Он посмотрел на нее:
– Это вы…
– Я! Ходила к ней. Не могла же я стоять и смотреть, как она губит моего сына.
– Вы… Как вы могли так поступить…
Не обращая внимания на его слова, матушка продолжала:
– Я сказала ей, мол, если вправду любишь моего сына, можешь спать с ним, но кормить его грудью больше не позволю.
– Она своим молоком мне жизнь спасла! – взвизгнул Цзиньтун. – Я бы уже был в могиле, если бы не она, и мою сгнившую плоть жрали бы черви!
– Знаю. Неужто ты думаешь, я когда-нибудь забуду, что она спасла тебе жизнь? – Матушка пристукнула посохом. – Немало лет творила я глупости, а теперь поняла: пусть ребенок лучше умрет, чем остается всю жизнь слюнтяем, которому от титьки не оторваться!
– Ну и что она сказала? – встревоженно спросил Цзиньтун.
– Она женщина славная. Возвращайся, говорит, домой, почтенная тетушка, и скажи братику, что подушка на кане Лао Цзинь для него всегда найдется.
– Но она замужем… – побледнел Цзиньтун.
– Ну соверши ты хоть какой-то поступок! – рассерженно бросила матушка. – Отправляйся к ней, если ты мой сын! Мне не нужен сын, которому никак не стать взрослым. Мне нужен такой, чтобы, как Сыма Ку или Пичуга Хань, мог принести и неприятности. Чтобы это был настоящий мужчина, который мочится стоя!
Глава 48
Направляясь к Одногрудой Цзинь, чтобы начать бурную жизнь настоящего мужчины – как он уяснил это из наставлений матушки, – мост через Мошуйхэ он перешел бравым молодцом. Но по дороге к новостройкам вся смелость мало-помалу улетучилась, как воздух из колеса с плохим ниппелем. В лучах солнца высились впечатляющие многоэтажные громады с украшенными разноцветной мозаикой стенами, а там, где пока еще шло строительство, огромные желтые стрелы кранов неспешно переносили тяжелые блоки. Барабанные перепонки мучительно вибрировали от адского звука отбойных молотков. На высоких стальных конструкциях возле песчаного хребта ярче солнца вспыхивали дуги электросварки. Телебашню обволакивала белесая дымка, глаза тоже застлала туманная пелена.

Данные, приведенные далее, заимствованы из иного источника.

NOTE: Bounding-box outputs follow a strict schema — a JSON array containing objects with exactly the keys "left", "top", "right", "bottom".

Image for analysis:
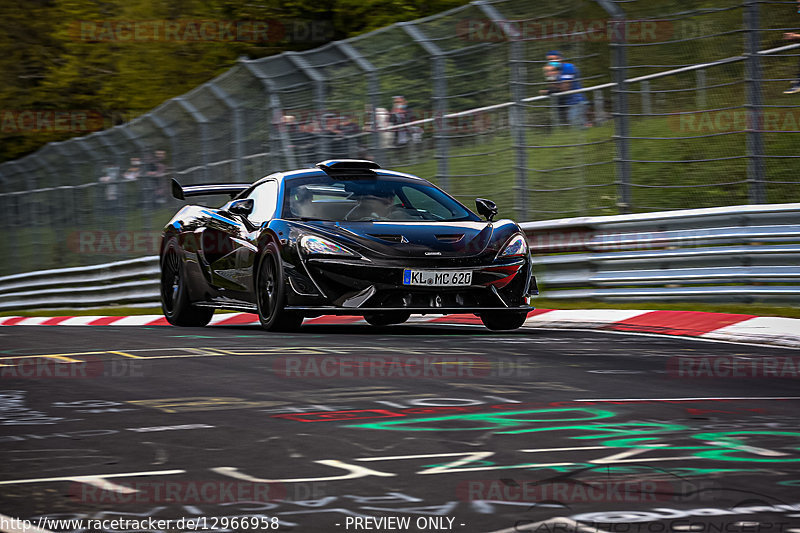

Матушка сказала, что пункт приемки вторсырья – владение Лао Цзинь – расположен у большого пруда, где когда-то расстреляли Сыма Ку, и Цзиньтун направился туда по широкой и ровной асфальтированной дороге. По обеим сторонам высились дома – и завершенные, и строящиеся. От усадьбы семьи Сыма Ку не осталось и следа, исчезла и вывеска фармацевтической компании. Несколько экскаваторов рыли там неглубокие траншеи, а на месте церкви возвышалось отливающее золотом новое семиэтажное здание. Со стороны оно смотрелось как полный золотых зубов рот нувориша. Большие – размером с овцу – красные иероглифы на золоте возвещали о силе и престиже Всекитайского промышленно-торгового банка, и в частности его филиала в Далане. На пустыре перед зданием был свален в кучу строительный мусор. Там остановился роскошный ярко-красный импортный лимузин. Выглядел он обаятельно-нежно, а в лакировку можно было смотреться как в зеркало. Из лимузина вышла импозантная женщина с мягкой кожаной сумочкой под мышкой. Черный шерстяной костюм европейского покроя, алый свитер с высоким воротом, под распахнутым пиджаком на груди – мерцающая жемчугами брошь, под свитером выдается высокая грудь, волосы аккуратно собраны на затылке коровьей лепешкой; светлый лоб открыт, кожа на лице белая, гладкая, как нефрит. Чуть отставленный зад, стрелки на брюках отутюжены так, что порезаться можно, черные кожаные туфли на высоких каблуках, темные очки, через которые не разглядеть глаз, и губы – яркие, сочные, будто только что съела вишенку и с них вот-вот потечет сок. Постукивая каблуками, она стремительно прошла через сверкнувший турникет и исчезла, как видение.